This repo contains a comprehensive list of our research works related to image matting, including papers, codes, datasets, demos, and citations. For any related questions, please contact Jizhizi Li at jili8515@uni.sydney.edu.au and Sihan Ma at sima7436@uni.sydney.edu.au.
[2023-04-10]: Publish the paper Deep Image Matting: A Comprehensive Survey on arXiv.
[2023-03-28]: The paper Rethinking Portrait Matting with Privacy Preserving has been accepted by the International Journal of Computer Vision (IJCV) 🎉
[2023-02-28]: The paper Referring Image Matting has been accepted by the Computer Vision and Pattern Recognition Conference (CVPR) 🎉
1. Deep Image Matting: A Comprehensive Survey, arXiv, 2023
2. Rethinking Portrait Matting with Privacy Preserving, IJCV, 2023
3. Referring Image Matting, CVPR, 2023
4. Bridging Composite and Real: Towards End-to-end Deep Image Matting, IJCV, 2022
5. Privacy-preserving Portrait Matting, ACM MM, 2021
6. Deep Automatic Natural Image Matting, IJCAI, 2021
Jizhizi Li, Jing Zhang, and Dacheng Tao
Paper | Github Code | BibTex
Image matting refers to extracting precise alpha matte from natural images, and it plays a critical role in various downstream applications, such as image editing. The emergence of deep learning has revolutionized the field of image matting and given birth to multiple new techniques, including automatic, interactive, and referring image matting. Here we present a comprehensive review of recent advancements in image matting in the era of deep learning.
Sihan Ma∗, Jizhizi Li∗, Jing Zhang, He Zhang, and Dacheng Tao. (*equal contribution)
Paper | Github Code | Dataset | Demo | BibTex
This paper introduces three variants of P3M-Net based on both transformer and CNN backbones to solve the portrait matting problem with privacy preserving. Also a simple yet effective Copy and Paste strategy (P3M-CP) is devised to enable the matting model to process both face-blurred and normal images without extra effort during inference.
Jizhizi Li, Jing Zhang, and Dacheng Tao
Paper | Github Code | Dataset | BibTex
Image matting refers to extracting the accurate foregrounds in the image. Current automatic methods tend to extract all the salient objects in the image indiscriminately. In this paper, we propose a new task named Referring Image Matting (RIM), referring to extracting the meticulous alpha matte of the specific object that can best match the given natural language description. We then propose a large-scale dataset RefMatte and a carefully designed method CLIPMat to serve as a baseline suite for RIM. We believe the new task RIM along with the RefMatte dataset and the method CLIPMat will open new research directions in this area and facilitate future studies.
Jizhizi Li1∗, Jing Zhang1∗, Stephen J. Maybank, and Dacheng Tao. (*equal contribution)
Paper | Github Code | Dataset | Demo | BibTex
We propose a novel Glance and Focus Matting network (GFM), which employs a shared encoder and two separate decoders to learn both tasks in a collaborative manner for end-to-end image matting.

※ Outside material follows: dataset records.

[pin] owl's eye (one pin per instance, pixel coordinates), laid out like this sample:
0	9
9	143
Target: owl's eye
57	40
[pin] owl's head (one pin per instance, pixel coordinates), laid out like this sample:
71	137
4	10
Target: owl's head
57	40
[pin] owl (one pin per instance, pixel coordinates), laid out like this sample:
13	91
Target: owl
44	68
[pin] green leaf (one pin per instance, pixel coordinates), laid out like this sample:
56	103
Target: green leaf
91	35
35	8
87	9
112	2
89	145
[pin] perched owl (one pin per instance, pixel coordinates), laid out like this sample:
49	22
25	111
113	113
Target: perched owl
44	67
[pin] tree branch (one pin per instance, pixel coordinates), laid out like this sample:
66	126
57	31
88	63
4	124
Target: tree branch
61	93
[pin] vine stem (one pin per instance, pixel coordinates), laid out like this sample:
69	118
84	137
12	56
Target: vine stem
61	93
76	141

We also establish a novel Animal Matting dataset (AM-2k) to serve for end-to-end matting task. Furthermore, we investigate the domain gap issue between composition images and natural images systematically, propose a carefully designed composite route RSSN and a large-scale high-resolution background dataset (BG-20k) to serve as better candidates for composition.

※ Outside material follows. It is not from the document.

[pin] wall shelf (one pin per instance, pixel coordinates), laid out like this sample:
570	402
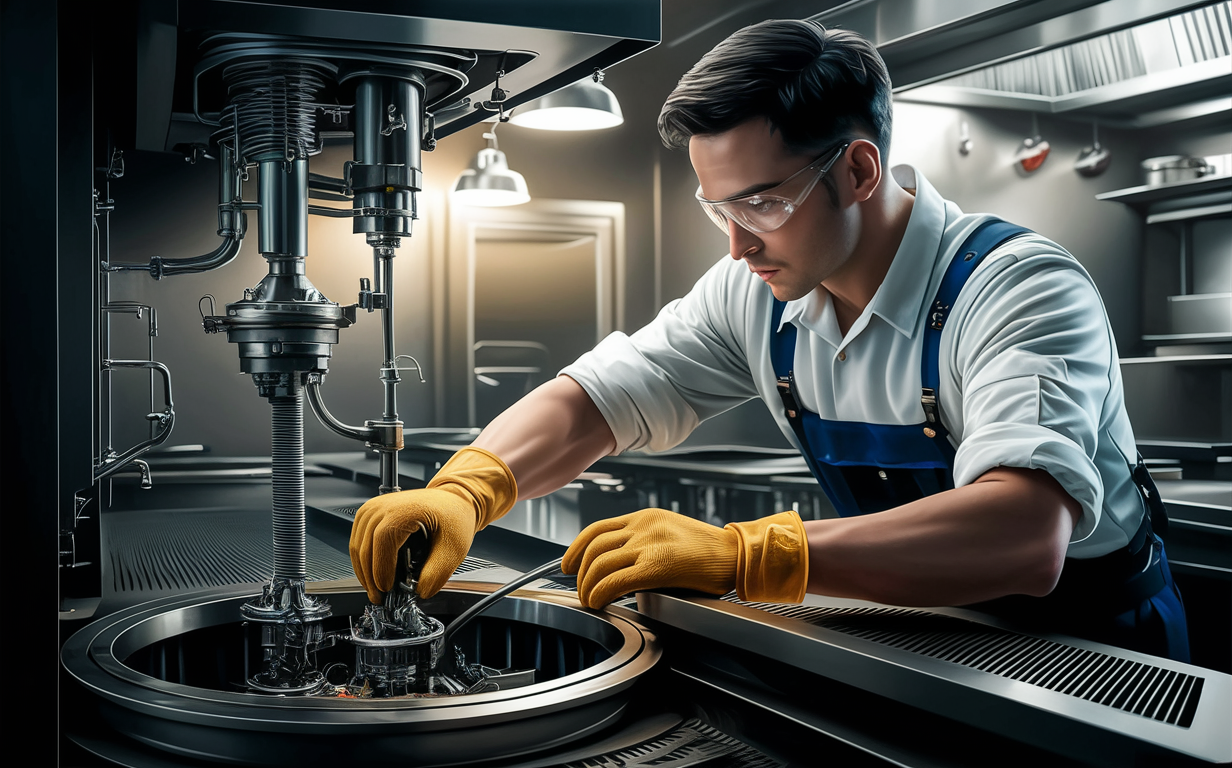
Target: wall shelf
1151	100
1142	195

Jizhizi Li∗, Sihan Ma∗, Jing Zhang, and Dacheng Tao. (*equal contribution)
Paper | Github Code | Dataset | BibTex
This work presents P3M-10k, which is the first large-scale anonymized benchmark for Privacy-Preserving Portrait Matting, to solve the increasing concerns about the privacy in image matting. They also propose P3M-Net, which leverages the power of a unified framework for both semantic perception and detail matting, and specifically emphasizes the interaction between them and the encoder to facilitate the matting process.

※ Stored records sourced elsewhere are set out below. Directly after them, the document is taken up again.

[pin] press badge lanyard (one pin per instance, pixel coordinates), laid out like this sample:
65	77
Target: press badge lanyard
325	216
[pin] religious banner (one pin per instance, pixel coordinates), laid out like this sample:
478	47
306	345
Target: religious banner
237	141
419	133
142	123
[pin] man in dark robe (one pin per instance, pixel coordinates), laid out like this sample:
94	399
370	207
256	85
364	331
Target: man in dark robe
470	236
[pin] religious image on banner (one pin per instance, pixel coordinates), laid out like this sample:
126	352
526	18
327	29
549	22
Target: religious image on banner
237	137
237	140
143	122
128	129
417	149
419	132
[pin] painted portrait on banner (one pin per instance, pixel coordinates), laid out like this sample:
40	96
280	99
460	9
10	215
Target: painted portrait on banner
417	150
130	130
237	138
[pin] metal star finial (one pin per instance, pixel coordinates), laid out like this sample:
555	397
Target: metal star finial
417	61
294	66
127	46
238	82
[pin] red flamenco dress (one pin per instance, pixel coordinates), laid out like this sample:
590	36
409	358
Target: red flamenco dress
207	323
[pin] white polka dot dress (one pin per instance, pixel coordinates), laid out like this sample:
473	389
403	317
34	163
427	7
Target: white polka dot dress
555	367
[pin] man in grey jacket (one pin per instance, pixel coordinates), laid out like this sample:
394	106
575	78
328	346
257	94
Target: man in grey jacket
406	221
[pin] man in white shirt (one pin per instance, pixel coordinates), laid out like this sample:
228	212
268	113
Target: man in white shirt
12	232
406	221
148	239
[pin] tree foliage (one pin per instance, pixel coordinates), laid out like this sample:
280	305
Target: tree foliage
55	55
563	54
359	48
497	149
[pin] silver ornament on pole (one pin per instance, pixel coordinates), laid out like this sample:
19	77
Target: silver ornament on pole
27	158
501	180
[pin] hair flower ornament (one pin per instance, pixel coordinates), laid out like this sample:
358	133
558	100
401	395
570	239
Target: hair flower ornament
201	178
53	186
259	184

Jizhizi Li, Jing Zhang, and Dacheng Tao
Paper | Github Code | Dataset | BibTex
We investigate the difficulties when extending the automatic matting methods to natural images with salient transparent/meticulous foregrounds or non-salient foregrounds by proposing a novel end-to-end matting network, which can predict a generalized trimap for any image of the above types as a unified semantic representation and simultaneously guide the matting network to focus on the transition areas via an attention mechanism. We also construct a test set AIM-500 that contains 500 diverse natural images covering all types along with manually labeled alpha mattes, making it feasible to benchmark the generalization ability of AIM models.